As Professor Mazzie has noted, today, November 19, 2013—the day that I am writing this—is the 150th anniversary of Abraham Lincoln’s brief but iconic Gettysburg Address. Rereading its text earlier today, I was reminded how committed the speech was to the cause of emancipation. Although most of the Union dead at Gettysburg were there to save the Union, not to abolish slavery, it was clear that the emancipation of African-American slaves was very much on Lincoln’s mind when he penned the famous words.

The references to slavery are admittedly somewhat oblique, and the word ‘slavery” is never used. However, the phrase “a new nation, conceived in Liberty, and dedicated to the proposition that all men are created equal,” which is prominently featured as the second half of the Address’ opening sentence, clearly refers to the famous, and then not yet fully realized, words of the slaveholder Thomas Jefferson’s Declaration of Independence. In the middle section of the work, Lincoln subtly indicates that the nation for which the Gettysburg dead made the final sacrifice was not the United States of 1860 reunited, but that unrealized nation of the Declaration, committed to liberty and equality.

Although the document famously ends with the hope that “that government of the people, by the people, for the people, shall not perish from the earth,” the more important phrase is the one that precedes it: “that this nation, under God, shall have a new birth of freedom” (emphasis added). The promise of the Gettysburg graveyard is not a reunited country, but a new country freed from slavery.

While it is true that Lincoln did not begin his term in office committed to the eradication of slavery, the events of the year and a half leading up to November 19, 1863, had transformed Lincoln from an opponent of the extension of slavery to a supporter of the eradication of the Peculiar Institution.

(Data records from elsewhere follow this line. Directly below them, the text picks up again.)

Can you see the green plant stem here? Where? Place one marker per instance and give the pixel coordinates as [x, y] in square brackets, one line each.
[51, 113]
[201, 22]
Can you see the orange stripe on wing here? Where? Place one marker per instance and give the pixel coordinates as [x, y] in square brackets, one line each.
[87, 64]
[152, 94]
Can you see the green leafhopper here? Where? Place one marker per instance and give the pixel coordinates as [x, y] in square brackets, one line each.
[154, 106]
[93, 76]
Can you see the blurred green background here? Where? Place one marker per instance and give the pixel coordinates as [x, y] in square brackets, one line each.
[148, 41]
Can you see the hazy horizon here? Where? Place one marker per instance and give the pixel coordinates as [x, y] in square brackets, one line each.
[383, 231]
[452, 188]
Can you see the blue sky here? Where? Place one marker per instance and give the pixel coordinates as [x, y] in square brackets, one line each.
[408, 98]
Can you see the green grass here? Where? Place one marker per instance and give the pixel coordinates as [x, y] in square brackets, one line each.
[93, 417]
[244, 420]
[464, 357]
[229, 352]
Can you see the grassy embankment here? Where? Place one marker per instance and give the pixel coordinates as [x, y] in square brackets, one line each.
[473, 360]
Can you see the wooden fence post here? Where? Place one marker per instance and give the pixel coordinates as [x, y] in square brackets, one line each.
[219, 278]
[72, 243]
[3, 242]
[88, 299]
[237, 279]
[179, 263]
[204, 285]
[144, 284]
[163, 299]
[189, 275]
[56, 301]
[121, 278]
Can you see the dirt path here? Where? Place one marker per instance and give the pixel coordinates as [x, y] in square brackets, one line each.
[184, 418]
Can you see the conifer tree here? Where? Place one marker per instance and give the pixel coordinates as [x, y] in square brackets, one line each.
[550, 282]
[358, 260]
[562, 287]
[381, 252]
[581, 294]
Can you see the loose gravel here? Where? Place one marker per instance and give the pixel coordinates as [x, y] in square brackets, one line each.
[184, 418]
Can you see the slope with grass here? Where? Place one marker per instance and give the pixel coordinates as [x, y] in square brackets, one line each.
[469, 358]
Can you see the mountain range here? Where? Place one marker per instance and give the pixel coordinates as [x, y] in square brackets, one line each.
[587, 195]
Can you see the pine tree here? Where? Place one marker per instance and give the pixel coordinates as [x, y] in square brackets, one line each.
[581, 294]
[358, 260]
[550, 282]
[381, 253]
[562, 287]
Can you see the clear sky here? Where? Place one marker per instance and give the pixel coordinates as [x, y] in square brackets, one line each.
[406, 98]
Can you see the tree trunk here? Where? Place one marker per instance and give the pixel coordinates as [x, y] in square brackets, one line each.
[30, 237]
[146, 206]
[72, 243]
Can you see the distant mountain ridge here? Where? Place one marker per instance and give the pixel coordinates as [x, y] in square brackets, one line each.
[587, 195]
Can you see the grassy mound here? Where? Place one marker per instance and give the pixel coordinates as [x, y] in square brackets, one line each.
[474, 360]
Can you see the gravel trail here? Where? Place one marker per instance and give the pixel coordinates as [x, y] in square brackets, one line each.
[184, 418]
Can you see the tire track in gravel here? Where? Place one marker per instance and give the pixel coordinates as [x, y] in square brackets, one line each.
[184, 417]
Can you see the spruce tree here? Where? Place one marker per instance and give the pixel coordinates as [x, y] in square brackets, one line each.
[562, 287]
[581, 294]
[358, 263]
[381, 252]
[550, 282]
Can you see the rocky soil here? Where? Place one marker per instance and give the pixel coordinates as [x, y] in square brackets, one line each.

In April of 1862, Lincoln had convinced Congress to provide financial support to the four Union slave states (Missouri, Kentucky, Maryland, and Delaware) if they were willing to embrace gradual emancipation. The same month, Congress abolished slavery in the District of Columbia by compensating the slave owners and by offering support for those who were free to emigrate to the West Indies.

By mid-summer, he was already moving away from such modest anti-slavery gestures. In July, Lincoln informed his cabinet of his intention to issue an emancipation proclamation covering slaves in Confederate controlled areas once the Union achieved a significant military victory. Two month later, following the Battle of Antietam, he issued the preliminary Emancipation Proclamation (to take effect January 1, 1863). He again offered financial assistance to the Union slave states, but this time the funds could be used to facilitate either gradual or immediate emancipation.

No Confederate state surrendered in the final three months of 1862, so the Emancipation Proclamation took effect on January 1, and throughout the early months of 1863, the Union Army began to aggressively recruit black soldiers. African-American slaves in Missouri, Tennessee, and Maryland were giving the option of having their freedom purchased by the U.S. government, if they were willing to join the Union Army.

At the time that he delivered the Gettysburg Address in November, Lincoln had other plans underway to undermine slavery throughout the United States. On December 8, he issued his Proclamation of Amnesty and Reconstruction in which he offered amnesty to any Confederate who was willing to take an oath of loyalty to the United States, but only if he was willing to accept the emancipation of all slaves. In March, Arkansas unionists adopted a new state constitution, approved by Lincoln, which abolished slavery altogether. The following month, the Senate approved what would become the 13th Amendment.

Actual abolition of slavery throughout the United States would not come until December 1865, when the 13th Amendment became law, almost eight months after Lincoln’s assassination. However, as the Gettysburg Address revealed, by the end of 1863, Lincoln himself had begun to envision not just a reunited United States, but a new nation, freed once and for all of the curse of slavery.